We all know the rules: bounce a check, and get socked with a stiff penalty. Bankers say that $20 to $35 penalty fee is meant as an incentive to consumers to avoid writing bad checks. So why are some of the country's biggest banks now using a check handling system that makes more checks bounce? CBS This Morning Consumer Correspondent Herb Weisbaum tells how and why they do it.


Banks say they hate bad checks. But they make a lot of money on them. It's estimated that profits from bounced check charges top $5 billion a year. So as crazy as it sounds, a system that creates more bounced checks is really good for the bank's bottom line.

Jim Menke is an accountant, so he's pretty good with numbers. Bouncing checks is not something he likes to do. And, as he puts it, "if I do write a bad check, then I definitely want to pay my penalty. But I don't want to be gouged or taken advantage of."

That's just how Jim felt when he went to his bank in Cedar Crest, New Mexico, and was told his checking account was overdrawn. The charge: $120.

Jim couldn't believe it, so he asked to see his statement. "I noticed that all the bigger items cleared first," he recalls.
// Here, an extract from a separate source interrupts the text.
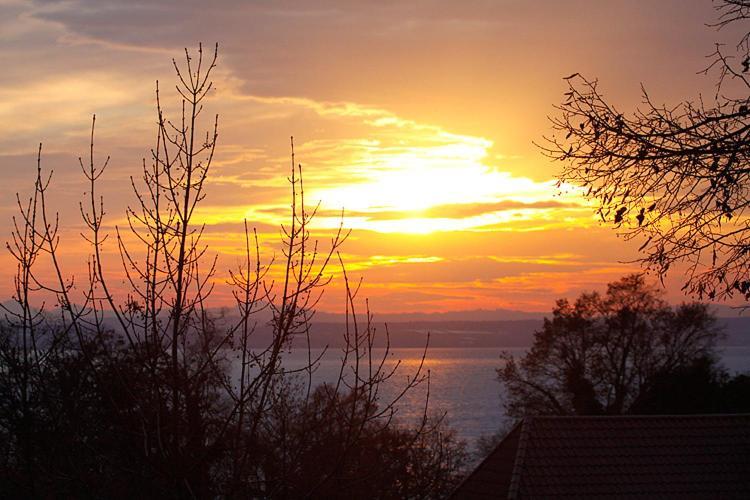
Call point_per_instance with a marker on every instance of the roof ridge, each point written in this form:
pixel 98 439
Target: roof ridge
pixel 515 477
pixel 639 416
What did the people at the bank say when he questioned this? "They said 'no, we clear everything randomly'," he says.

But that wasn't right. As Jim discovered, his bank, like a lot of banks around the country, use a system called "high to low check processing." Rather than process checks in numerical order, or by the date they were received, the bank's computers are programmed to handle the biggest checks first.

Jean Ann Fox, of the Consumer Federation of America, explains: "Banks have figured out that if you clear the biggest check first, you can wipe out a consumer's balance in their account, then all the smaller checks that come through the same day can be bounced."

That's just what happened to Jim Menke. He bounced six checks. If the bank had cleared the checks lowest to highest, he says, he would have bounced just one.

Menke hired a lawyer and sued the bank, claiming it had used "deceptive practices."

Philip Gaddy, his attorney, says the bank did not tell people about this, "and that probably is my biggest complaint."

Gaddy claims the banks that have switched to high to low check processing have only one reason to change: to boost profits by bouncing more checks. "The banks that I'm familiar with actually calculated how much more money they would make," Gaddy says.

His evidence is a First Security bank memo. It says a 1988 corporate decision to pay the biggest checks first resulted in a "net gain to the corporation" of "approximately $1.5 million annually." And, the memo says "that net gain has continued to increase each year."

Janet Eissenstat, of the American Bankers Association, responds, "There's not a bank in the country that would prefer a bad chec over a good check."

The nation's bankers say they can use any system they want to process checks. And they make no apologies for using the high-low payment method.

Says Eissenstat, "You know, if you want to avoid fees, the easiest way to avoid fees is to simply make sure the money is there when you write the check."

Vicki Mayhew, a bank customer, sees it differently: "They act like they're doing you a favor by paying the larger check," she says, adding a sarcastic, "Yeah, right."

The banks say most people want them to pay the bigger checks first, because those tend to be the most important ones, like the rent or the mortgage.

But Vicki and Mike Mayhew say no one at Norwest Bank asked them how they wanted their checks handled. So they've joined a number of unhappy customers who've sued the bank.

Mike explains, "I feel like I'm being used and I don't like it at all. Makes me angry."

According to the Consumer Federation of America, the banks have it all wrong. A nationwide opinion poll conducted for the Federation last spring shows that only 13 percent of those surveyed said they wanted their bank to pay the biggest checks first. Nearly two-thirds of those surveyed want their bank to process their checks in the order in which they were received.

What can you do?

  • Ask your bank how they clear checks. You may need to speak to a supervisor rather than a teller.

  • Be careful about electronic deposits and withdrawals, which make it easier than ever to write a bad check.

  • Get overdraft protection. It costs extra, but it could be a better bargain than a lot of bounce check fees.